In his speech in St. Joseph on 2 February in which he framed UWP leader Lennox Linton as an enemy of the state, Skerrit declared that he had had a change of heart would now contest the next general election. His sole motivation, he said, was to carve Linton and the UWP as a dish fit for the devil.

It was a speech so violently scathing on Linton it left the impression that the opposition leader had committed apostasy. "I want you to listen to me very carefully," Skerrit told cheering supporters who would lend their ears.

He explained that he had already told those close to him that he had had enough and therefore he had "absolutely no intention" of contesting the next election as a candidate for prime minister. He did not say whether or not he planned to quit elective politics altogether, however, this was implied.

But things had changed, the DLP leader said, because the "traitors" in the opposition, led by Linton, had been spreading "salacious" untruths about him and the country and were dead set on destroying his homeland.

Therefore, Skerrit said he would scrap retirement plans and run again to bury Linton, for he certainly did not have a single word of praise for the opposition leader.

"I have now told myself my work in this country is not complete. Not only will we rebuild this country in four short years, but I will lead my forces into battle one more time to defeat Lennox Linton and the United Workers Party. I want to defeat them badly. I want to punish them for the wrong that they are doing to Dominica . . . .Is blows they want…is blows they will get," he said at the time.

"I guess if he's running again, he's running again," Wickham told The Sun.

"I don't really see a challenge [for him]. I really question the extent to which he would want to run again, having run as many times as he has and he has nothing left to prove." The DLP has already won four straight elections, the last three under Skerrit's leadership. However, Wickham does not see this as a problem because, he says, the opposition is weak.

"If you look at the fourth terms we have had in the Caribbean, it's [due to] woefully inadequate opponents," the Barbadian pollster explained.

He referred to St. Vincent where Ralph Gonsalves' Unity Labour Party has been in office since 2001 and won a fourth term last year, as well as in St. Kitts where the St. Kitts and Nevis Labour Party of Denzil Douglas won four terms before losing last year's election.

Wickham claimed the absence of an effective opposition had helped the incumbent parties' causes in both cases, as well as Keith Mitchell's New National Party which won three straight elections in Grenada from 1995, and four of the last five, sweeping the polls twice.

"It was inadequate opponents, so I don't see him having any trouble winning again," he said of Skerrit.

However, one political observer who has had close association with both major parties disagreed with Wickham to a point.

The observer, who spoke to The Sun on the usual condition of anonymity because of his position as a senior public servant, said more and more people are becoming fed up with the administration.

"There is growing electorate fatigue with Skerrit and his Labour Party, which has demonstrated a total lack of commitment to a development agenda that would transform Dominica and position it for economic revitalization," this observer contended.

He said there was no truth to Wickham's assertion that the opposition was weak, and while he did not rule out another Skerrit triumph, he said any such victory would be due to questionable practices by the administration.

"The DLP may only get another majority of seats if there is no comprehensive electoral reform that addresses an updated voters list, and campaign finance limits.
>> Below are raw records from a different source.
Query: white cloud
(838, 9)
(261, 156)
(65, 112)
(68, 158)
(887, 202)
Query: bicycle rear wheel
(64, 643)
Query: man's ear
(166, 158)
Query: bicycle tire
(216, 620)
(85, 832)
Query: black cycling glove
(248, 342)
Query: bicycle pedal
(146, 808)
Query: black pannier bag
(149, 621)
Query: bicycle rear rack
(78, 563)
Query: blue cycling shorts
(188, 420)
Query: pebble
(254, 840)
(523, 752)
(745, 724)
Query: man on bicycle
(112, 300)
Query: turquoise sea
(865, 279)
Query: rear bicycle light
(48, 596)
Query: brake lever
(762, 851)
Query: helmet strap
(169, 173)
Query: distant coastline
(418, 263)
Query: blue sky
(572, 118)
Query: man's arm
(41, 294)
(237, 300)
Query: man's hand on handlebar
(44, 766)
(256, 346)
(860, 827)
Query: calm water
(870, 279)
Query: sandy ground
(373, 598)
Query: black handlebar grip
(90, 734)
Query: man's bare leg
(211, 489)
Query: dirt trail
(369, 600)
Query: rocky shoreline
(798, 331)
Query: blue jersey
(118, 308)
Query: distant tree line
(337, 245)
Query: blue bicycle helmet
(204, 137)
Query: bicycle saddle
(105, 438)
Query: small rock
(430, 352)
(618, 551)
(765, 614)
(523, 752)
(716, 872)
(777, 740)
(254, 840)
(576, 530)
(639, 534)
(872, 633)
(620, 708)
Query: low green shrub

I expect that it will resort to gerrymandering tactics to change the configuration of constituencies to their favour. The Opposition is not weak; the 2014 election underscored that. Its focus on a coalition approach is the only way forward to thwart a dictatorship of the DLP. It must therefore take all available steps to ensure that comprehensive electoral reform is realized."

Meantime, Wickham did not believe the latest sex scandal involving a juvenile would hurt Skerrit's or the DLP's chances because people from both major political parties have been implicated.

"Any fallout on his side is also balanced by a fallout on the other side. It really is a matter of very, very poor judgement on the part of [those implicated]. To the extent that it is balanced the fallout will be minimized," Wickham predicted.